It’s hard to think of a material more synonymous with teenage rebellion than denim. Jeans have typically been the scrawled-on with markers, worn too tight, flared too wide or rocked too skinny, a raised fist to the establishment.

Perhaps only one other item of clothing better represents the generational divide between parents and children: the black concert T-shirt, ornamented with grim reapers, skulls, buxom women and the names of heavy metal bands.

Marietta-born and now San Francisco-based artist Ben Venom creates artwork out of both denim and the well-worn heavy metal T-shirts that profess allegiance to bands like Iron Maiden, Slayer, Mastodon, Ozzy Osbourne and Megadeth.

In a wry send-up of heavy metal’s fist-pumping, anger-fueled hyper-masculinity, Venom stitches those T-shirts and jeans into quilts. That’s right: quilts, the kind your granny stitched to ornament cozy family bedrooms or to drape on the backs of sofas.

In reality, Venom said, “These quilts will probably scare your grandmother to death.”

Though none are on display in his solo show, “Ben Venom: I Make No Mistakes” at the Westside Get This! Gallery, Venom also makes heavy metal pillows for rockers who want to really get their cuddle on. Venom has found the jeans and T-shirts in his own closet and on eBay. But more recently as his work has grown in stature, he has begun to receive donations from strangers, band members and other heavy metal fans.

His 108 inch-by-60 inch quilt “I Go Where Eagles Dare” features a two-headed griffin with rude projectile tongues, its body composed of small scraps of old heavy metal shirts sewn against a black quilted background. Like all of the artwork in the show, the quilt funnels heavy metal aggression through a time-consuming, precise and meditative craft form. That when-worlds-collide juxtaposition is the very funny crux of Venom’s work.

Another handmade quilt, “Living on the Razors Edge” (63 by 83), takes its title from the lyrics to an Iron Maiden song. The quilt background is crafted from the legs of worn and weathered jeans. With their soft, faded patina, it’s hard not to imagine all of the kids who once wore those jeans.
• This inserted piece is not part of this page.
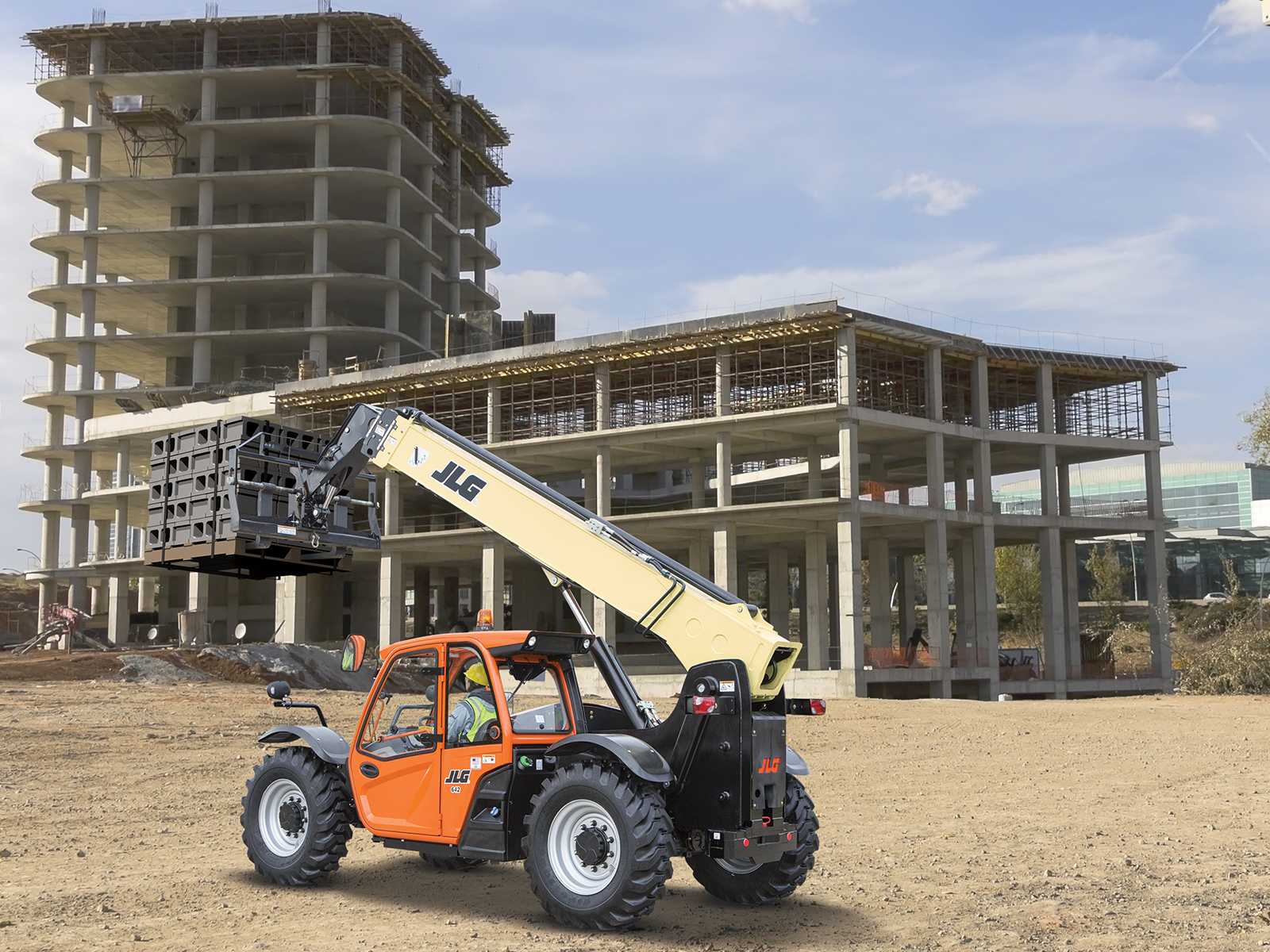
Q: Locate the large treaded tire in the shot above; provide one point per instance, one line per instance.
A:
(775, 880)
(315, 799)
(643, 846)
The piece is a tribute to the spirit of youth, but also to the community of music which binds so many disparate people.

Sporting an unruly shock of sandy blond hair, a black concert T-shirt and the low, throaty voice of someone who sounds like he’s spent some time testing the limits of his vocal cords, Venom is a self-professed fan who grew up listening to heavy metal. And he has a fan’s love of the iconography of heavy metal: the skulls, pentagrams, inverted crosses, rams’ heads, teeth-baring wolves and the crudely rendered, tarot-card and horror comic-derived imagery. He’s just found a way to connect with that interest in a more conceptual form.

Venom’s most successful pieces tend to be the larger ones. Their banner-like size suggests enormous declarations of metal love that somehow match the blasting music they reference. Smaller rectangular pieces with snippets of rock lyrics and sleeveless vests ornamented with metal studs — Venom has the shirts embroidered at the same San Francisco shop that creates vests for the Hell’s Angels — further examine his fixation with craft and rock, though they lack the raw power of the more epic quilts.
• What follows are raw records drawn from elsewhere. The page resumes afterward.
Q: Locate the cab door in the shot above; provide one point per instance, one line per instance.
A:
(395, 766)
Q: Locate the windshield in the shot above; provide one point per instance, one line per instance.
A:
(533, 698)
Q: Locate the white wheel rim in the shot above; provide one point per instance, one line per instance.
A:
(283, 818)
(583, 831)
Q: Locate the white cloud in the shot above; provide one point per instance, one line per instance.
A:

The inspiration for Venom’s heavy metal quilts was the traveling exhibition of “The Quilts of Gee’s Bend,” made by the descendants of former slaves living in Gee’s Bend, Ala. The decision to take up quilt-making was serendipitous for a young artist; Venom also discovered that the quilts were the perfect low-cost artwork, easily folded up and shipped — or even packed in his bags and stored in the overhead bin — for shows from Berlin to Chapel Hill, N.C.

His work is a clever collision of two very different worlds, one wild, furious and up all night, the other ladylike, domesticated and comfort-driven. Venom takes a craft associated with pattern, order and memorializing and uses it to partly tame the notorious, cacophonous disorder of heavy metal music.

The Bottom Line: Quilts made from heavy metal T-shirts mash up cozy crafting and aggressive rock with real wit.

Art Review

“Ben Venom: I Make No Mistakes”

Through October 6. Noon-5 p.m. Wednesdays-Saturdays; free. Get This! Gallery, 662 11th Street, Atlanta. 678-596-4451, www.getthisgallery.com.